The open source power couple, Kafka and Storm, has been matched to drive the company’s Data Delivery Service (DDS), which is at the heart of the massive data collection, transport and in-stream processing capabilities within the Infochimps Platform. Kafka is the messaging system that rolled out of LinkedIn, where it was developed to serve as the basis for their activity stream and internal operational data processing. It is also the powerhouse behind several news feeds for other social platforms, is used to aid in relevance ranking and plays a role in reporting, monitoring and batch processing across a Hadoop cluster.

The team that developed Kafka says that the technology is central to many of the websites we visit daily. “In recent years, activity and operational data has become a critical part of the production features of websites, hence a slightly more sophisticated set of infrastructure is needed.” In this case, one that can do everything from plow through activity stream data in a snap for a range of different end uses. The problem is, they say, “This high-throughput stream of immutable activity data represents a real computational challenge as the volume may easily be 10x or 100x larger than the next largest data source on a site.”

These challenges are not so unlike what Infochimps faced as it sought to scale, add reliability and provide a dash of performance that their former Flume paradigm wasn’t able to offer. The company’s co-founder, Kromer, told us that when they started with Flume, it was the only mature(ish) platform available for the purpose. However, as they continued development, it became clear that the need for handling high volume at high speed with reliability as a critical component meant they had to look elsewhere. “It took us a while,” he said, “but we found that Flume was not the right platform for streaming data analytics; it was great for high-speed data transport, but not for what we wanted…” He notes that there was some flexibility built into Kafka that offered an “interesting, efficient take on the problem of reliable (stress reliable), high-speed data delivery into a lot of disparate systems.”

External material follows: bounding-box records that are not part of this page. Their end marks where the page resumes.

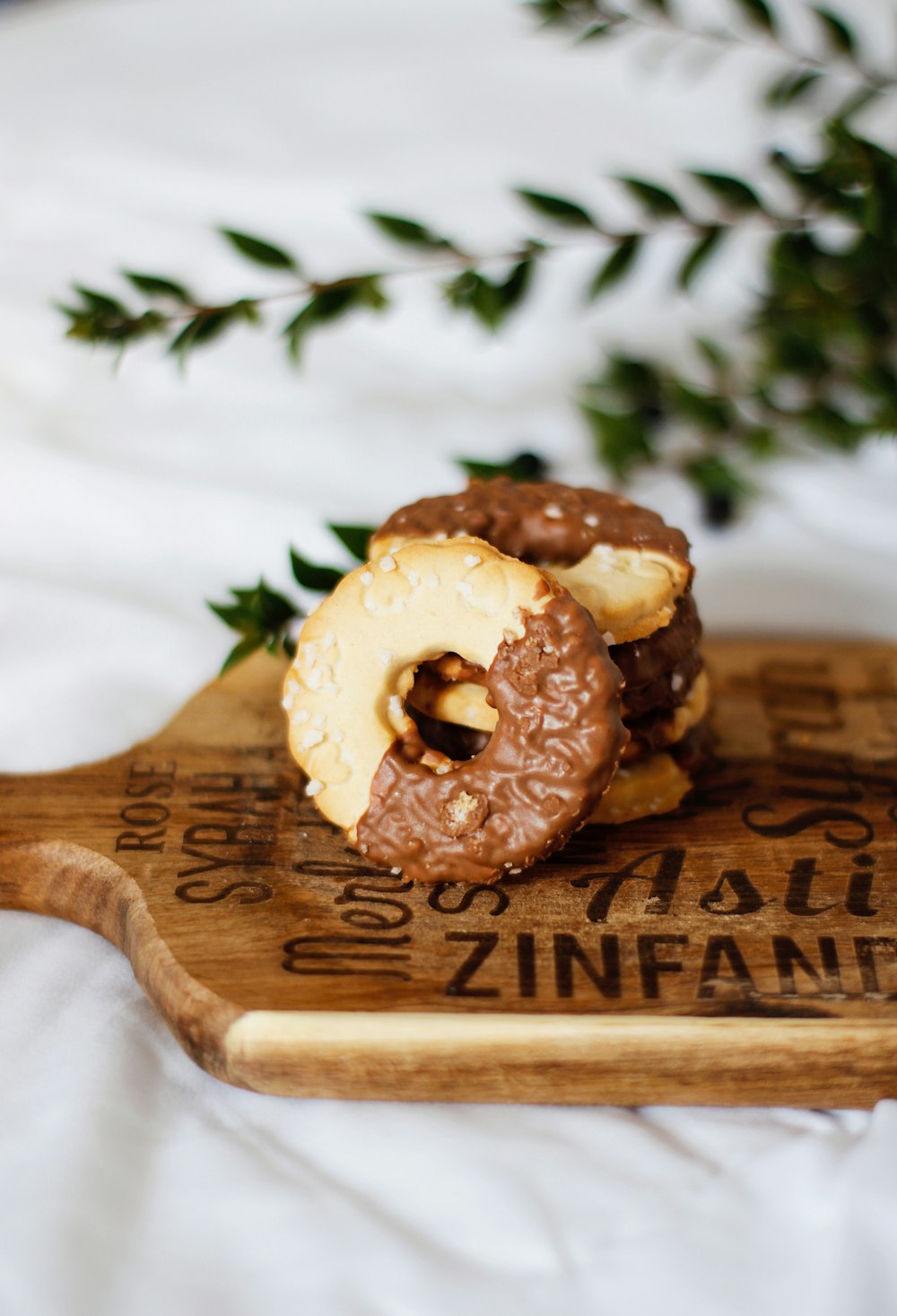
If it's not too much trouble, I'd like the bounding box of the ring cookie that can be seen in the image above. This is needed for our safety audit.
[370,478,693,645]
[284,537,627,882]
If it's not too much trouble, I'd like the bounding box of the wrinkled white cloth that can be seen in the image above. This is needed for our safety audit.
[0,0,897,1316]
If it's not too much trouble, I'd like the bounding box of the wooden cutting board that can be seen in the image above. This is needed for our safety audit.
[0,640,897,1107]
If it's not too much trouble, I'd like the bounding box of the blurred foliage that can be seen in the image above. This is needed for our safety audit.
[209,453,547,675]
[60,0,897,536]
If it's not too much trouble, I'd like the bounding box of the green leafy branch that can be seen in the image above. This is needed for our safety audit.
[208,453,547,675]
[62,0,897,523]
[525,0,897,93]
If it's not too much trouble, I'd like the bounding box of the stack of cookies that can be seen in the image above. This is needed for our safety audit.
[284,479,708,880]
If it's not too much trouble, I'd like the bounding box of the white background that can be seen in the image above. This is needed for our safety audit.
[0,0,897,1316]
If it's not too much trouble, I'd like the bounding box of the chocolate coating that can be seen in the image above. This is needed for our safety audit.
[375,476,692,575]
[612,648,703,727]
[356,594,626,882]
[610,589,701,693]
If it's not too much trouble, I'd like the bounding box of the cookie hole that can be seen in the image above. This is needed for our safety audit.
[404,654,489,763]
[405,702,489,763]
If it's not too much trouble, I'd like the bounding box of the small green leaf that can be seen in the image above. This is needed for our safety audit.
[327,521,375,562]
[358,274,389,310]
[121,270,195,305]
[455,453,548,484]
[73,283,129,319]
[169,308,234,362]
[367,211,457,251]
[290,549,346,594]
[676,223,727,292]
[617,178,684,220]
[282,300,316,366]
[736,0,776,33]
[764,68,822,109]
[576,19,620,46]
[218,636,265,676]
[516,187,595,229]
[282,274,388,364]
[588,233,642,301]
[218,229,299,271]
[692,170,762,211]
[312,283,358,324]
[208,578,297,674]
[580,403,655,479]
[810,5,857,57]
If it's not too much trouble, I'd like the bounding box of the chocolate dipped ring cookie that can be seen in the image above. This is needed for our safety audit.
[284,538,626,882]
[370,479,693,645]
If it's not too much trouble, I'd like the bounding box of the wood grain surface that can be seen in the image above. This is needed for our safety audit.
[0,640,897,1107]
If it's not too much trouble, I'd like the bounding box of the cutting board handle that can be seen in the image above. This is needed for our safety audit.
[0,840,243,1083]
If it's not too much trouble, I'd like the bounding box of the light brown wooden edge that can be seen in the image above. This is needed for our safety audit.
[0,841,897,1107]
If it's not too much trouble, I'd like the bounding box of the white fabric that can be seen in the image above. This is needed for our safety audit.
[0,0,897,1316]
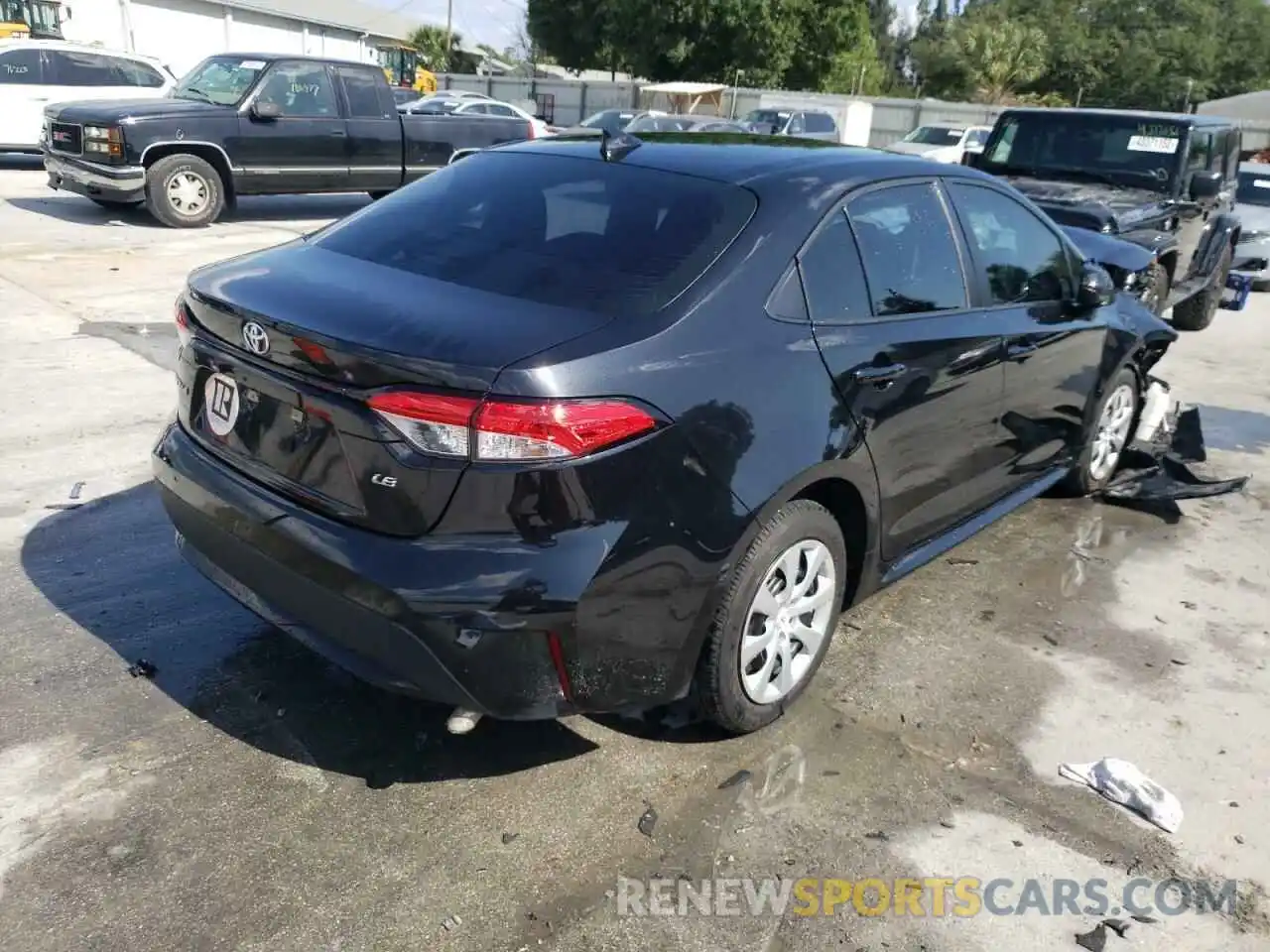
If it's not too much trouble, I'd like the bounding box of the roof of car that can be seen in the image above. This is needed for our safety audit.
[0,40,163,63]
[477,132,990,185]
[1006,107,1230,126]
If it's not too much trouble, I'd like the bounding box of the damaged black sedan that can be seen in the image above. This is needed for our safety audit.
[154,135,1208,733]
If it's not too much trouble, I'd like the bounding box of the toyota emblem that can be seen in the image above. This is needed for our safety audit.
[242,321,269,357]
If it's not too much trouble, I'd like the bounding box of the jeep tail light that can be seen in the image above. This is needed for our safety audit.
[368,391,657,462]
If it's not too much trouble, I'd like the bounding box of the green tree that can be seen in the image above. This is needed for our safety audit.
[408,24,476,72]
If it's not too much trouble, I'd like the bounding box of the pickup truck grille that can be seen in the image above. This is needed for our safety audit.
[49,122,83,155]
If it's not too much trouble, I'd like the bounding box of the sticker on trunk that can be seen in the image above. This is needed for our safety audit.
[1129,136,1181,155]
[203,373,239,436]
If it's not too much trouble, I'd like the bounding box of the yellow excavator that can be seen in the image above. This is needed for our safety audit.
[0,0,66,40]
[373,42,437,95]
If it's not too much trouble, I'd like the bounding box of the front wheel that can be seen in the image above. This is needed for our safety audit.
[698,499,847,734]
[146,155,225,228]
[1070,367,1138,496]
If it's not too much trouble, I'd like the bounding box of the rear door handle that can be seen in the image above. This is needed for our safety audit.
[1006,344,1036,362]
[851,363,908,390]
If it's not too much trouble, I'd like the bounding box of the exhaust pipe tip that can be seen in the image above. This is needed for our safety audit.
[445,707,481,734]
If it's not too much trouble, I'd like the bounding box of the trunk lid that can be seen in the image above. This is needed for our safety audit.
[179,241,608,536]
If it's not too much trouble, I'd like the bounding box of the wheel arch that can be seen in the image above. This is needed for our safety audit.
[141,142,236,202]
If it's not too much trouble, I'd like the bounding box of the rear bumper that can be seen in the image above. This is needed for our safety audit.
[44,150,146,202]
[153,424,710,720]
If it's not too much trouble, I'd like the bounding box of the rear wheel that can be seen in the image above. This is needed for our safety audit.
[146,155,225,228]
[1174,242,1234,330]
[698,499,847,734]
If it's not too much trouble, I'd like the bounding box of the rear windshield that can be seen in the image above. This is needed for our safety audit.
[314,150,756,314]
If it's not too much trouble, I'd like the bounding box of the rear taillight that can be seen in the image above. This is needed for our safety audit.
[369,391,657,462]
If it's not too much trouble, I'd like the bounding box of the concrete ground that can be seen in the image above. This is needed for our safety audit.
[0,164,1270,952]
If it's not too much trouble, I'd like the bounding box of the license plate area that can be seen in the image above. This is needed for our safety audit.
[190,361,364,516]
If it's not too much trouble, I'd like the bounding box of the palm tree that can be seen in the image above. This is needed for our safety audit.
[952,17,1049,103]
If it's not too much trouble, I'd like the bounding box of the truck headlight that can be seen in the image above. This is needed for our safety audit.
[83,126,123,159]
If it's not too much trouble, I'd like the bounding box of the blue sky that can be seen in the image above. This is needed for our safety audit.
[369,0,917,56]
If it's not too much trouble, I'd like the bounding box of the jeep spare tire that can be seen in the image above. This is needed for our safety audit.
[146,155,225,228]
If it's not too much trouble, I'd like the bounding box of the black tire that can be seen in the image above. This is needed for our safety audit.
[1140,262,1171,317]
[89,198,141,212]
[1174,242,1234,330]
[146,155,225,228]
[1067,367,1142,496]
[696,499,847,734]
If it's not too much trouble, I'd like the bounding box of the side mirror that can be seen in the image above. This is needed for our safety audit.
[251,100,282,122]
[1190,172,1221,202]
[1076,262,1115,311]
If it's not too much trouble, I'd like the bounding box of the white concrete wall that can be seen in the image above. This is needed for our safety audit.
[64,0,375,76]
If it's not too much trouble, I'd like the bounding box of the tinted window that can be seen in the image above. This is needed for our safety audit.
[980,110,1185,190]
[949,184,1075,304]
[107,56,165,89]
[0,50,44,86]
[807,113,837,132]
[173,58,266,105]
[314,150,756,314]
[339,66,395,119]
[799,210,870,323]
[49,50,121,86]
[257,62,339,118]
[847,184,965,317]
[1187,130,1212,172]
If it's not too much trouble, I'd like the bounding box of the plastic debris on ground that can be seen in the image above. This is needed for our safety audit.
[1094,377,1250,508]
[1058,757,1183,833]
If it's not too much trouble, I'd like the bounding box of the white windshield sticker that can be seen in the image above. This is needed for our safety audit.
[1129,136,1181,155]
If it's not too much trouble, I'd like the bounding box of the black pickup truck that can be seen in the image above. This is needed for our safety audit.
[962,109,1241,330]
[41,54,534,228]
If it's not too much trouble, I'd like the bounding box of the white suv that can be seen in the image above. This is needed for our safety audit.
[0,40,177,153]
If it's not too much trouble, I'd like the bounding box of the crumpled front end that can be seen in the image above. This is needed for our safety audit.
[1094,381,1251,509]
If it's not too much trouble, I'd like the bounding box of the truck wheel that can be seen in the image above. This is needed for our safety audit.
[146,155,225,228]
[698,499,847,734]
[1139,262,1169,317]
[1174,244,1234,330]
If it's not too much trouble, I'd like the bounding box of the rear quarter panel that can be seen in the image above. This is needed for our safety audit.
[401,114,530,171]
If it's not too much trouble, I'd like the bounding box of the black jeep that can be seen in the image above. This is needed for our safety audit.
[965,109,1241,330]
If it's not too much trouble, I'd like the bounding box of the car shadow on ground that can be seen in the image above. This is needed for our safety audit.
[6,191,371,228]
[22,482,595,788]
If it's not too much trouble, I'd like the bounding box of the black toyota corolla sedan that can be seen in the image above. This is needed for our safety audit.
[154,135,1175,733]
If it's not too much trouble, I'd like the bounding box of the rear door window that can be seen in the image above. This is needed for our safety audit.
[0,47,47,86]
[314,149,757,314]
[49,50,121,86]
[847,182,966,317]
[107,56,165,89]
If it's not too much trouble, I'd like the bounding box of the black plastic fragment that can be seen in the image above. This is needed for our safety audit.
[128,657,159,678]
[1076,923,1107,952]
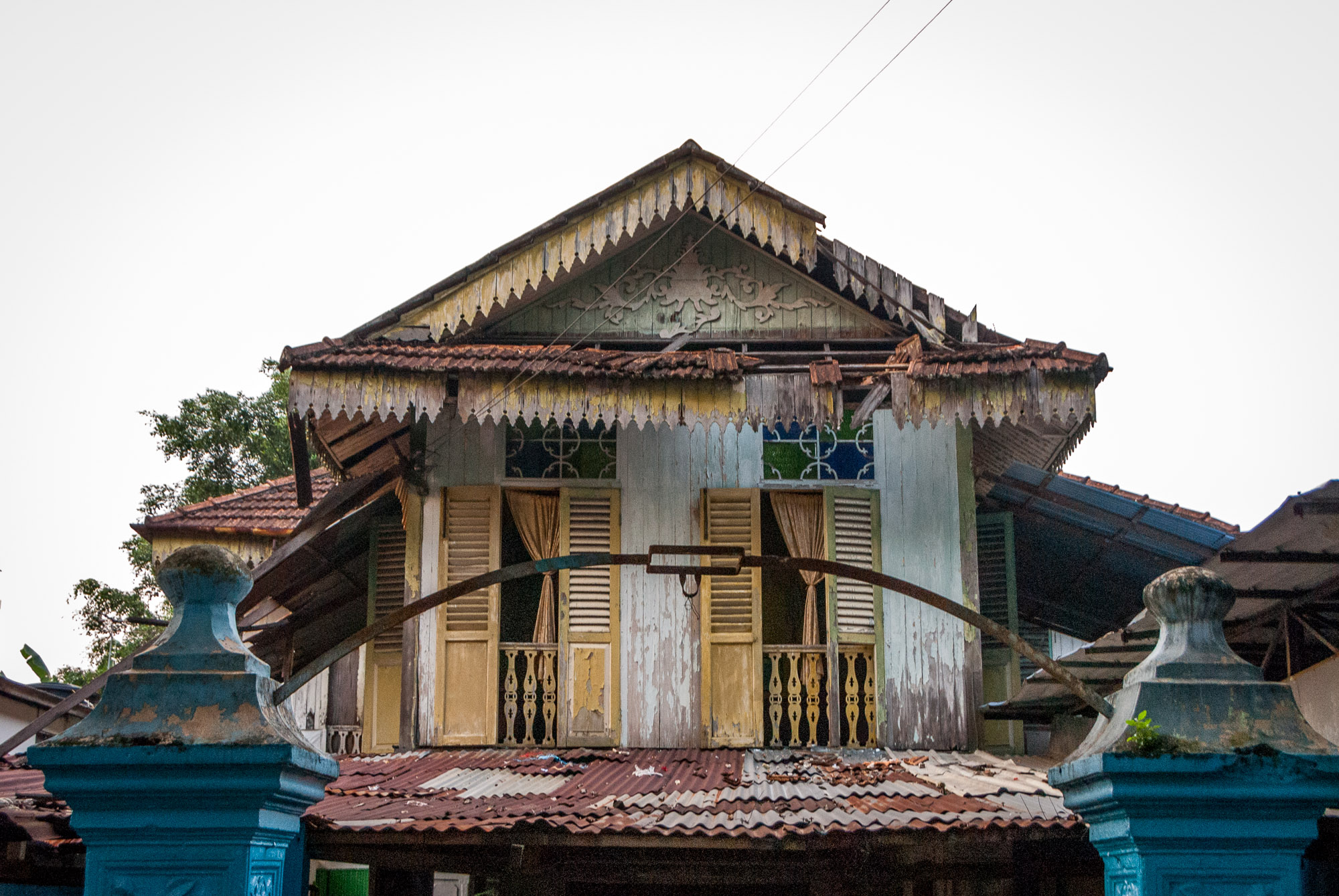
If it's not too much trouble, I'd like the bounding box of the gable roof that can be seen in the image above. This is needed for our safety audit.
[130,468,335,540]
[344,141,1015,345]
[280,340,762,380]
[345,139,825,339]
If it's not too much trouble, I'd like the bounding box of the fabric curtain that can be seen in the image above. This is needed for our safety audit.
[767,492,828,646]
[506,490,560,644]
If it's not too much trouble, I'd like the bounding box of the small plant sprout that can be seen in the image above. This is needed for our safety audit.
[1125,710,1162,750]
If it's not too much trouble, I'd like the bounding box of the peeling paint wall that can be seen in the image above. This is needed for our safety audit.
[284,668,331,751]
[619,426,762,746]
[874,411,975,749]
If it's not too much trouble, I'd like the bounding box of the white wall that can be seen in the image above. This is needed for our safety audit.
[874,411,976,749]
[619,426,762,746]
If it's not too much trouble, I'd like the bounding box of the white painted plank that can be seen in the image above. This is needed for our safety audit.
[874,411,973,749]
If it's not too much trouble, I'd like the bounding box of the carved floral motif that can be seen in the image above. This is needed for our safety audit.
[549,237,832,340]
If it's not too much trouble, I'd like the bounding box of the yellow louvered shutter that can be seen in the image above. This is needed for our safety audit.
[558,488,620,746]
[363,519,404,753]
[700,488,762,747]
[823,486,888,746]
[439,485,502,743]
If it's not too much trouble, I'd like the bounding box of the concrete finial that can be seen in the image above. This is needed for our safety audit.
[1066,567,1336,762]
[1144,565,1236,623]
[37,544,315,754]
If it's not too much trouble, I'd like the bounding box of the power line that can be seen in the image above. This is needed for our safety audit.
[474,0,953,420]
[463,0,892,420]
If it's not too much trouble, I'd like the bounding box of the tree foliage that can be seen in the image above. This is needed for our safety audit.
[55,359,308,685]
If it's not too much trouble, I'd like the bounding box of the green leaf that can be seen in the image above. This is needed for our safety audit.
[19,644,51,682]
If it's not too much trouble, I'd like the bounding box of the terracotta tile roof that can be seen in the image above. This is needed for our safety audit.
[299,747,1078,837]
[0,755,83,853]
[280,340,762,380]
[1059,470,1241,535]
[907,340,1111,381]
[131,468,335,537]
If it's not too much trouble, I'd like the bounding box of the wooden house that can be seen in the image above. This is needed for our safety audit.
[89,141,1248,895]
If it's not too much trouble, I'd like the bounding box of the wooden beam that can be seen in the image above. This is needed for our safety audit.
[288,411,312,507]
[1292,612,1339,654]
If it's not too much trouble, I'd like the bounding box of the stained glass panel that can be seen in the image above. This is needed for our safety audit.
[506,420,619,478]
[762,411,874,481]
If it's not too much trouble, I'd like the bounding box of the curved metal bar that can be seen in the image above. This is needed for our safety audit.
[743,556,1115,718]
[274,553,651,706]
[266,553,1115,718]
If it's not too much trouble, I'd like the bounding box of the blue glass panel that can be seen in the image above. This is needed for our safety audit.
[506,420,617,478]
[762,411,874,481]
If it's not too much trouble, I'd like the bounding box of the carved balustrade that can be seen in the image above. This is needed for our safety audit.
[498,642,558,746]
[837,644,878,746]
[762,644,878,747]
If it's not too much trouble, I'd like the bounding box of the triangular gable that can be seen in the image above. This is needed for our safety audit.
[479,215,890,343]
[370,141,823,340]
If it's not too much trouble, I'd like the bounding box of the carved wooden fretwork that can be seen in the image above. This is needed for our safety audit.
[549,238,832,340]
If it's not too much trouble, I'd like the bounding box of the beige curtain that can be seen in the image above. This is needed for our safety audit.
[767,492,828,644]
[506,490,560,644]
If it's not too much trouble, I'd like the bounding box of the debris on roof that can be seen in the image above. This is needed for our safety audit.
[307,749,1078,837]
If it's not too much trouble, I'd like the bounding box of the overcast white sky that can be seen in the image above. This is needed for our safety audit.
[0,0,1339,679]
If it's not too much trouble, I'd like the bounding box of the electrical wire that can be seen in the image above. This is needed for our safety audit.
[474,0,953,420]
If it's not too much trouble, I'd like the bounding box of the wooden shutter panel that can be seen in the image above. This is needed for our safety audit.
[976,513,1023,753]
[700,488,762,747]
[372,521,404,654]
[828,489,878,635]
[363,520,406,753]
[558,488,621,746]
[441,485,502,743]
[562,490,616,632]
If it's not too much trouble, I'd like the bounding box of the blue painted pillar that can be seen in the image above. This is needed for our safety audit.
[1050,567,1339,896]
[28,545,339,896]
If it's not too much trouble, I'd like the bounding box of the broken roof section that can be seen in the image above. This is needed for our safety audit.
[307,749,1078,840]
[986,477,1339,721]
[345,141,823,340]
[981,462,1237,639]
[130,469,335,540]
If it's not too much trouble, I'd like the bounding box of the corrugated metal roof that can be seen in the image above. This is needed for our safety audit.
[307,749,1078,837]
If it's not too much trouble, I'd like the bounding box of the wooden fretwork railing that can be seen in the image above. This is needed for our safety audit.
[762,644,828,746]
[762,644,877,747]
[837,644,878,746]
[498,642,558,746]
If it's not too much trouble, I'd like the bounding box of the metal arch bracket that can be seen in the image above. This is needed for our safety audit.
[273,544,1115,718]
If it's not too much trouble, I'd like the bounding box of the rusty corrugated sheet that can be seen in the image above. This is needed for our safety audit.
[308,749,1078,837]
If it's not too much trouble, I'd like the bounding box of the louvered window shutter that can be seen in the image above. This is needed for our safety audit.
[558,488,620,746]
[372,521,404,654]
[976,513,1018,753]
[439,485,502,743]
[828,489,880,635]
[700,488,762,747]
[363,519,404,753]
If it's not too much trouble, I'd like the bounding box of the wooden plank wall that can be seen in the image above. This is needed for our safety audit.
[619,426,762,746]
[874,411,976,749]
[415,414,506,745]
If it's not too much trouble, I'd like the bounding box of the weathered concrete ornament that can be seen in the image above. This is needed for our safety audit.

With that piece in place, he said Storm was the right fit to snap into the analytics side of their platform. For some background, Storm spun out of Twitter, which they announced last year as the answer to “open source real-time Hadoop.” The social media giant described it as a distributed, fault-tolerant, real-time computation system, which was responsible for their real-time stream processing of messages and related database updates. According to BackType, which developed it under the Twitter banner, “This is an alternative to managing your own cluster of queues and workers. Storm can be used for ‘continuous computation,’ doing a continuous query on data streams and streaming out the results to users as they are computed. It can also be used for ‘distributed RPC,’ running an expensive computation in parallel on the fly.”

As Nate Marz, the lead engineer of Storm said, the project “makes it easy to write and scale complex realtime computations on a cluster of computers, doing for realtime processing what Hadoop did for batch processing. Storm guarantees that every message will be processed. And it’s fast — you can process millions of messages per second with a small cluster. Best of all, you can write Storm topologies using any programming language.”

We chatted about these aspects of Storm and Kafka with Kaskade, who revealed that the company has been fully focused on hardening their big data platform with reliability, performance and analytics robustness this quarter. “When we looked at Storm, we saw what we needed—a guaranteed in-stream platform that let us apply analytics in motion, guaranteed strong SLAs, including replay options if there’s an error, and guaranteed fault detection and fault tolerance at linear scale.” Without these, he said that finding a way into the big enterprise world would be difficult.

“For us, it’s all about connecting data sources in motion, in real-time, and processing them in real-time in a distributed fashion that’s fault tolerant and simple,” said Kaskade. He continued, noting “we’re not looking at startups here, we’re trying to deliver to enterprises who are hungry for all that this new era of web-scale technologies offers.” He claims that these needs boil down to three main areas: in-memory processing capabilities; near real-time ad hoc querying capabilities; and batch analytic capabilities.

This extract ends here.